I simply disagree with this statement. Atheists exist, in my opinion, only because of the contradiction between religious dogma and "reality". If there were no suffering I doubt Athiests would exist and if they did, the "suffering" argument wouldn't even come up. Ultimately though, that is a guess since we'll never know.

Abdul-Halim V. said...

Again, I'm not sure what you are disagreeing about. Obviously, atheists think that there is a conflict between belief in God and perceived reality. While people who believe in God find ways to reconcile their belief with perceived reality.

Maybe the part that you are not getting is that the hypothetical world I'm talking about in the first example is still not a perfect. I'm not saying ALL suffering is gone, just the some most extreme, tragic and dramatic kinds of suffering which come up in our world. There would still be minor examples of suffering (like paper cuts) but if that's the worst thing you'll ever experience I think it might still subjectively seem really bad.

For example, have you ever seen a small child cry their eyes out over a small cut? In their short and limited life, that small cut is the worst thing in the world. But when you get older a small cut doesn't cause the same kind of traumatic and emotional suffering, you realize it is a small problem (relative to the other problems in your life) and you just go get a band-aid.

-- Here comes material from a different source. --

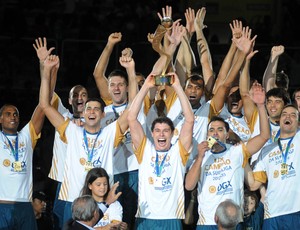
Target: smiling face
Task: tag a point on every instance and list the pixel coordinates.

Another idea which I had considered putting in the original blog entry was something I'd heard from S.H. Nasr on tv (I think it was the PBS series on the Book of Genesis)... he was saying that only God is absolutely perfect. And so since the creation is something distinct from God, it can't help but be flawed and imperfect. The world is finite, and so death is inevitible. Personally, I find that a really compelling answer to a lot of these sorts of problems related to the existence of pain, death and suffering.

Elenamary said...

just an aside, i think you would enjoy the book dr.tatians sex advice to all living creations

Abdul-Halim V. said...

Elenamary, Thanks for the reference. Seems like an interesting book. I'll have to check it out.